Lecco. Pensioni anticipate

Restano i dubbi

Il Governo ha annunciato uno sgravio fiscale sugli interessi da pagare per l’Ape volontaria. Secondo i sindacati, i costi del nuovo strumento sono ancora troppo alti: «Se rimane così non ci saranno adesioni»

Lecco. Pensioni anticipate Restano i dubbi
Una manifestazione dei pensionati: il Governo deve decidere quali strumenti adottare per rendere più flessibile l’accesso alle pensione

I sindacati lecchesi di Cgil, Cisl e Uil stanno per chiamare a raccolta i delegati in un’assemblea sulle novità del pacchetto previdenza e pensioni.

A dirlo è il segretario della Uil lecchese, Salvatore Monteduro, che aggiunge che per fissare la data si aspetta l’esito dell’incontro di oggi a Palazzo Chigi fra Governo e sindacati.
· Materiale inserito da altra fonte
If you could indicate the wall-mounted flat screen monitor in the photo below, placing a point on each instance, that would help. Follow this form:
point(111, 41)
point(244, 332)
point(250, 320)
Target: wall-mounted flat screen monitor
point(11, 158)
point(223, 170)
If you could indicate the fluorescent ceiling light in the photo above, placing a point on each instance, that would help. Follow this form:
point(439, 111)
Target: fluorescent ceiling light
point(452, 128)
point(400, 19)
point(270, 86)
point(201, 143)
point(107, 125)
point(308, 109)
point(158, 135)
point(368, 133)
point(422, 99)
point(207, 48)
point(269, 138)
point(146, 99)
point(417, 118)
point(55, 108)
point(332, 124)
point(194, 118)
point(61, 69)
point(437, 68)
Un tavolo, questo, forse non decisivo nel definire i nodi ancora irrisolti, come quello delle categorie dei lavori usuranti, ma importante per conoscere quanto dei 6 miliardi stanziati sui 3 anni sarà destinato sul 2017 dalla legge di bilancio e, su tale base, chiarire quanti lavoratori entreranno nei benefici previsti.

In tale ottica, tutta dipendente dalle cifre che il Governo metterà nella legge di bilancio che sarà approvata sabato, si colloca anche l’Ape volontaria, che permette di lasciare il lavoro fino a tre anni prima dell’età pensionabile a fronte di un prestito bancario da rimborsare in vent’anni, con costi bancari e assicurativi che sfiorano il 5% annuo a carico dei lavoratori.
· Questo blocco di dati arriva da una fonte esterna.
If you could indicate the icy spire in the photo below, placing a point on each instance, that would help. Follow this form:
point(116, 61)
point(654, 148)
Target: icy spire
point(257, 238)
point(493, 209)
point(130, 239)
Vista come un favore del Governo a banche e assicurazioni, l’Ape volontaria è da settimane oggetto di pressione sul Governo perché troppo costosa per i lavoratori. In proposito è di ieri la novità per cui lo Stato si farà carico di un abbattimento degli interessi bancari pari al 50% con detrazione sull’Irpef nella denuncia redditi, per una misura che a Lecco raccoglie pareri diversi tra Cgil, Cisl e Uil.

«Non cambia molto – afferma il segretario della Cgil Wolfango Pirelli –, visto che parliamo solo del 50% della parte interessi. Noi continuiamo ad essere contrari all’Ape volontaria, troppo costosa, mentre siamo d’accordo sull’Ape social e tutta la parte sulle pensioni quali la no tax area o l’estensione della 14ma alle pensioni basse».
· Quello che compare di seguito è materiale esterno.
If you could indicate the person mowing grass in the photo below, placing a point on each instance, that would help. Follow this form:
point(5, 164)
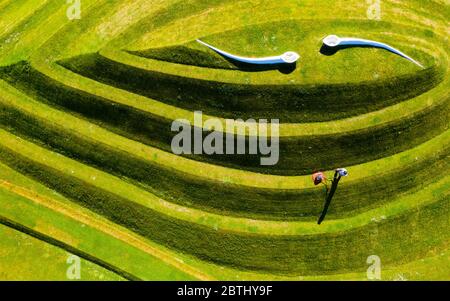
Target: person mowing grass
point(319, 178)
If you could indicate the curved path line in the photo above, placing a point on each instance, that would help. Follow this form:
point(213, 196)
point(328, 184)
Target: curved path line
point(104, 227)
point(192, 167)
point(136, 195)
«Se si vuole che i pensionandi utilizzino l’Ape volontaria – afferma il segretario della Uil del Lario, Monteduro – bisogna che costi il meno possibile ai singoli. Un conto è spuntare oneri finanziari del 2% e altra cosa è avere il 4-5%. In proposito bisogna vedere cosa il Governo riuscirà a strappare dalla convenzione con banche e assicurazioni. Si possono attenuare i costi se lo Stato si fa carico di una parte sostanziosa e definita nella legge di bilancio, ma se si rimanda la definizione della cifra a tempi successivi ne uscirà inevitabilmente una misura costosa, che i singoli lavoratori non richiederanno facendola fallire a priori».

Per la segretaria della Cisl di Monza Brianza e Lecco, Riva Pavan, «tutto ciò che riduce i costi per i lavoratori, anche nel caso dell’Ape volontaria, è positivo. Ma per una valutazione serve ora avere le cifre complessive messe in campo sui diversi segmenti del pacchetto pensioni».